Migração forçada influencia políticas sociais adotadas por empresas?
Desafios sociais como os postos por uma crise migratória influenciam as decisões estratégicas tomadas no âmbito corporativo?
Publicado em 5 de abril de 2022 às, 10h00.
Por Leandro Nardi*
A trágica invasão da Ucrânia pela Rússia de Vladimir Putin criou uma crise social de proporções catastróficas. Em particular, a guerra recolocou preocupações acerca de migração forçada e pessoas refugiadas no centro do debate social na Europa. Dados do Alto-Comissariado das Nações Unidas para Refugiados (UNHCR) sugerem que o número de refugiados que deixaram a Ucrânia desde o início da invasão russa já supera a marca dos 4 milhões. Nesse contexto, vale questionar: desafios sociais como os postos por uma crise migratória influenciam as decisões estratégicas tomadas no âmbito corporativo?
Em estudo recente, conduzido em coautoria com a professora Marieke Huysentruyt (HEC Paris)**, estudamos essa pergunta empiricamente. Mais especificamente, examinamos em que medida a exposição de uma corporação a questões ligadas à migração forçada influencia a adoção, pela mesma organização, de políticas socialmente orientadas. Nesse contexto, uma enorme dificuldade metodológica é determinar quais firmas estariam mais (ou menos) expostas à crise migratória — um problema social complexo e de difícil delimitação.
Com o intuito de endereçar essas dificuldades, utilizamos uma estratégia empírica baseada em eventos trágicos envolvendo refugiados e migrantes ilegais. Estes eventos constam na base de dados conhecida como The Migrants’ Files, a qual lista eventos trágicos, noticiados nas mídias tradicionais, nos quais um ou mais refugiados são mortos ou desaparecem. Exemplos incluem embarcações que viraram durante travessias ou distúrbios que ocorreram nos abrigos a refugiados. Tomando-se esses eventos como referência principal, nossa abordagem empírica assume que corporações europeias com sedes localizadas em regiões próximas a esses eventos estão mais expostas à trágica realidade da migração forçada quando comparadas a corporações similares localizadas a uma maior distância.

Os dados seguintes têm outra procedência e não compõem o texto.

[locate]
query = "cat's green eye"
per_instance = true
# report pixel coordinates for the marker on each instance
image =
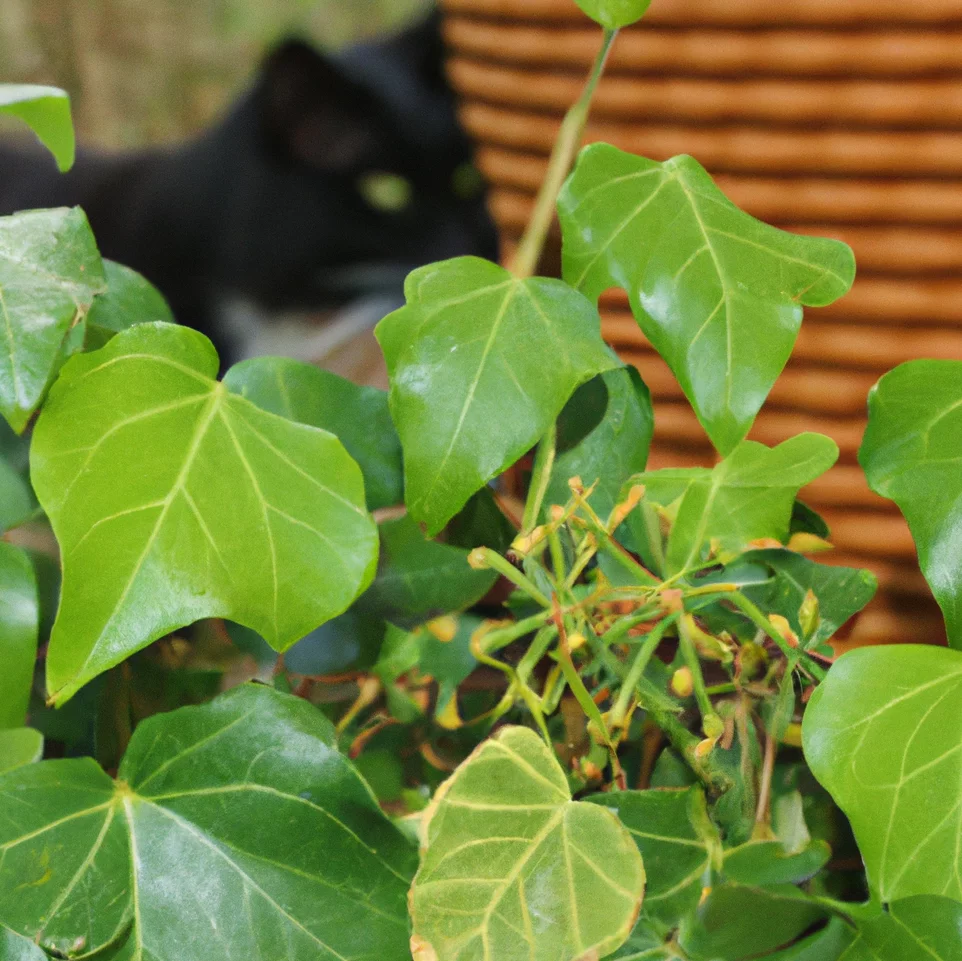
(467, 182)
(386, 192)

Usando essa abordagem, nossos resultados sugerem que uma maior exposição aos desafios da migração forçada pode alterar substancialmente o portfólio de políticas socialmente orientadas de uma corporação. Mais especificamente, firmas cujas sedes estão mais próximas dos eventos trágicos tendem a elevar a adoção de políticas sociais com menor materialidade financeira — isto é, com menor potencial para gerar ganhos financeiros à corporação — e a reduzir, relativamente, a adoção de políticas mais materiais quando comparadas a firmas com sedes mais distantes. Mostramos, ainda, que os portfólios de políticas socialmente orientadas das firmas mais expostas também tendem a se tornar mais focados em políticas que beneficiam empregados e a comunidade — e menos focados em políticas orientadas a clientes ou ao meio ambiente. No mais, este padrão se mostra amplamente consistente com evidências anedóticas e qualitativas.
Em suma, nosso estudo pode ser visto como uma primeira tentativa de se compreender como problemas sociais que muitas vezes são vistos como “menos relevantes” para corporações, como é o caso de migração forçada, fome e pobreza extrema, dentre muitos outros, podem influenciar as decisões estratégicas dessas empresas, notadamente no que diz respeito à adoção de políticas de responsabilidade socioambiental.
*Leandro Nardi é research fellow do Society & Organizations Institute – HEC Paris, pesquisador visitante no Ethics and Social Responsibility Initiative – INSEAD, pesquisador associado ao Insper Metricis e possui doutorado em Economia dos Negócios pelo Insper (2021
**Nardi, L., Huysentruyt, M. 2022. Corporate social responsibility, financial materiality, and the challenges of forced migration: Evidence from tragic refugee incidents in Europe. Working paper.